Die Gaststube mit den zu Deckenleuchtern umfunktionierten Hirschgeweihen war inzwischen etwas leerer geworden. Die Zeiger der braungeränderten Wanduhr aus den fünfziger Jahren rückten unaufhaltsam vor. Noch ein paar Gläser – der Abend ging langsam zu Ende.

Bärlinger kaufte beim »Kleinen Milano« nebenan, der entgegen der Regel weit über die warme Jahreszeit noch offen hatte, einen Amarettobecher, ließ ihn einpacken und fuhr nach Hause.

Vor einiger Zeit hatte er im Weißweinmeer des nahen Rheingaus, in dem fast nur Riesling angebaut wird, eine Rotweininsel entdeckt, von der er sich regelmäßig ein paar Kisten mitbrachte.

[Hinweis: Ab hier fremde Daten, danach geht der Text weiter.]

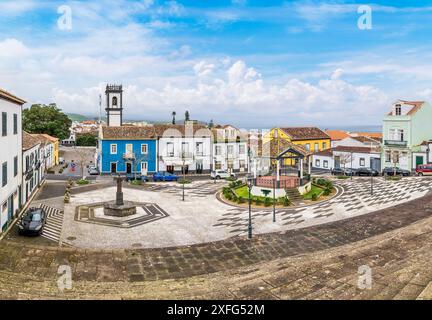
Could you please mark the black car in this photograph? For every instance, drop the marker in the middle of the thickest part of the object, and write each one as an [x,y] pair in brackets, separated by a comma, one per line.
[367,172]
[343,172]
[399,172]
[32,222]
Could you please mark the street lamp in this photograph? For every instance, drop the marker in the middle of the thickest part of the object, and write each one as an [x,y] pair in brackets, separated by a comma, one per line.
[274,200]
[250,185]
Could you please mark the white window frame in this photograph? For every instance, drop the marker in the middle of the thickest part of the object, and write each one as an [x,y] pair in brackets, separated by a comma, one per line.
[145,169]
[111,148]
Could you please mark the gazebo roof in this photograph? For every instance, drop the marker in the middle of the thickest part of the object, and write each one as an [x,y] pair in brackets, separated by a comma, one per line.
[281,148]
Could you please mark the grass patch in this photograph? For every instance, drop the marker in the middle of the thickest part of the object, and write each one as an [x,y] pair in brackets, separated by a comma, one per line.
[314,190]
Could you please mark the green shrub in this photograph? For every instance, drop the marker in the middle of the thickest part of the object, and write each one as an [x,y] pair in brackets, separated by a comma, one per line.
[82,182]
[286,202]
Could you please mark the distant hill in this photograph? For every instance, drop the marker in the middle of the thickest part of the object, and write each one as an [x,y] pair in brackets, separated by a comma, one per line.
[76,117]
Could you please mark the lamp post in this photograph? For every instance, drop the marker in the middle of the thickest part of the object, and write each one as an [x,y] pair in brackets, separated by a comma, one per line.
[274,200]
[250,184]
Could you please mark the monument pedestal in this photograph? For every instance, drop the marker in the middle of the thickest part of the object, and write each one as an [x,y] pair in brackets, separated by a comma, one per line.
[119,208]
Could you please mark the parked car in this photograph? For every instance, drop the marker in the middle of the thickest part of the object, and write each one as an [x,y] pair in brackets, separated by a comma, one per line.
[32,222]
[137,176]
[221,174]
[343,172]
[399,172]
[367,172]
[165,176]
[424,169]
[93,171]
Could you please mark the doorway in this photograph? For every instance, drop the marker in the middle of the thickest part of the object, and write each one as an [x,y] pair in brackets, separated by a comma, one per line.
[113,167]
[199,167]
[419,160]
[128,167]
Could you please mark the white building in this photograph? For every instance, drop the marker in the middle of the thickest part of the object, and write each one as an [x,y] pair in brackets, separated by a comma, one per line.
[10,156]
[184,146]
[358,141]
[33,166]
[347,157]
[230,149]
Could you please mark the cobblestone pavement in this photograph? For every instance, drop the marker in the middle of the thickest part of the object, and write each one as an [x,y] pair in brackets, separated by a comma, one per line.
[318,262]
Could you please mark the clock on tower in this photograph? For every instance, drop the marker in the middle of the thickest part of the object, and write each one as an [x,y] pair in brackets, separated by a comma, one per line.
[114,105]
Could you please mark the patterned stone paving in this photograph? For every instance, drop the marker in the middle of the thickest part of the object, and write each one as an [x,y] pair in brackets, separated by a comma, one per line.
[355,197]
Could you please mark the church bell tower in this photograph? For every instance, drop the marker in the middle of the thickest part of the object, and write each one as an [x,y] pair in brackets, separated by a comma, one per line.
[114,105]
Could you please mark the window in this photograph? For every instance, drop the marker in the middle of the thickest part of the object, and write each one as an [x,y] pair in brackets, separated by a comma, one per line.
[242,149]
[129,148]
[398,109]
[218,150]
[388,156]
[4,174]
[185,147]
[4,124]
[170,149]
[113,148]
[218,165]
[230,149]
[15,166]
[15,123]
[199,149]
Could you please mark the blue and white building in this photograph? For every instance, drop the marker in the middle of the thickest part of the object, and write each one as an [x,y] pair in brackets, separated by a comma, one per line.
[125,149]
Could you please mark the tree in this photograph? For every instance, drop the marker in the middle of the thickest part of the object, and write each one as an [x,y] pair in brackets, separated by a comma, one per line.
[47,119]
[86,140]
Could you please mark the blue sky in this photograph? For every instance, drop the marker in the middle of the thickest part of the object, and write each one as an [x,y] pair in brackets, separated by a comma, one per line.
[246,62]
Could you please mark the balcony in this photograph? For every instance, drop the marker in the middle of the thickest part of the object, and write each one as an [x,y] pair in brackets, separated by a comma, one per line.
[395,143]
[129,156]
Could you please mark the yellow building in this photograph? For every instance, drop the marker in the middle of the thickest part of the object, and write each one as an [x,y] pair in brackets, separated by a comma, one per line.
[311,138]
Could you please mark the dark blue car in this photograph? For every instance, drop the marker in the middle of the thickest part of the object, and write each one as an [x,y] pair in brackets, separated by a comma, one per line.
[164,176]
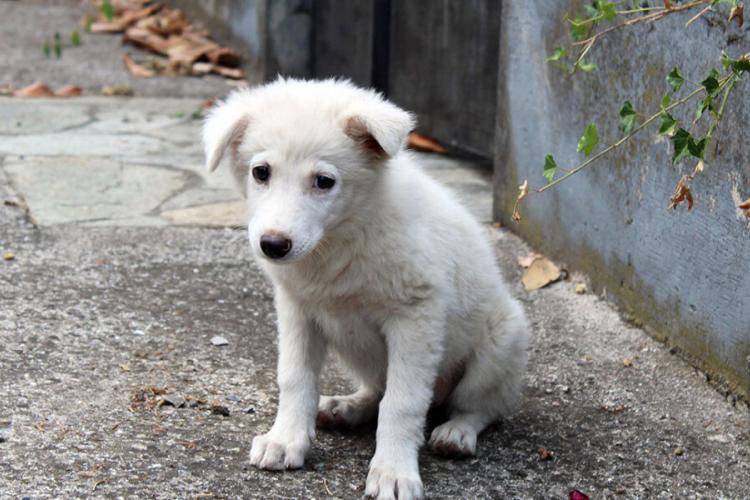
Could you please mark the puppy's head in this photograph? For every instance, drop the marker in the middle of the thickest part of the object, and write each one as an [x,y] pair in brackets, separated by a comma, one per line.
[306,154]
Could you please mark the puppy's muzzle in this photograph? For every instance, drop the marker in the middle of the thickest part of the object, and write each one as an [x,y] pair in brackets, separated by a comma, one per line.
[274,245]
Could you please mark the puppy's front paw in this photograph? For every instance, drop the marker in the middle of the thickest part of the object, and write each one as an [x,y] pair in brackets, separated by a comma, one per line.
[274,451]
[389,479]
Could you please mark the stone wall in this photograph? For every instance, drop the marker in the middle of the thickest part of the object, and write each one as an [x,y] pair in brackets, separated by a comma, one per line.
[684,275]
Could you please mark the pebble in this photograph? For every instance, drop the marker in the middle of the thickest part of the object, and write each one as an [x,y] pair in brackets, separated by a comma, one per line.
[174,399]
[219,341]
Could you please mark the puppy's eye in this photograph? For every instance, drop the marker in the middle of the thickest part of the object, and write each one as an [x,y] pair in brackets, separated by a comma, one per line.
[324,182]
[261,173]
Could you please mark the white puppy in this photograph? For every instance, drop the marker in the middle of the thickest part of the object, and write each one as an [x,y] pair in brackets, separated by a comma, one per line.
[373,259]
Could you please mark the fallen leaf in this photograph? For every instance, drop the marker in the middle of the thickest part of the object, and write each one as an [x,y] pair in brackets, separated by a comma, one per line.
[681,193]
[224,56]
[134,68]
[737,12]
[421,142]
[68,91]
[745,205]
[116,90]
[37,89]
[120,23]
[540,273]
[143,38]
[188,47]
[526,261]
[544,453]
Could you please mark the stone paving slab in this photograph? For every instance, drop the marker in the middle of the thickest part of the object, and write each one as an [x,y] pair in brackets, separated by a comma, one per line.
[118,285]
[94,64]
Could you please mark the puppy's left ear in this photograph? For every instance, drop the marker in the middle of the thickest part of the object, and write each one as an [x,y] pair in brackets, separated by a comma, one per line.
[224,126]
[380,128]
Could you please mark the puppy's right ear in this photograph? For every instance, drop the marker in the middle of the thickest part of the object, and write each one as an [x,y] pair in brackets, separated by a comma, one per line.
[224,126]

Er öffnete eine Flasche, bemerkte, dass der Hosenbund schon wieder enger geworden war und dass er heute noch nichts gegessen hatte. Mit dem Trinken würde er sich ein wenig zurückhalten. Er ließ Butter in einer Pfanne aufschäumen, schlug zwei Eier hinein, wartete, bis die Eiweißränder eine goldgelbe Kruste ansetzten, gab nun einen Schuss Balsamico hinzu, servierte sich das Ganze auf zwei getoasteten Graubrotschnitten und schaltete den Fernseher ein.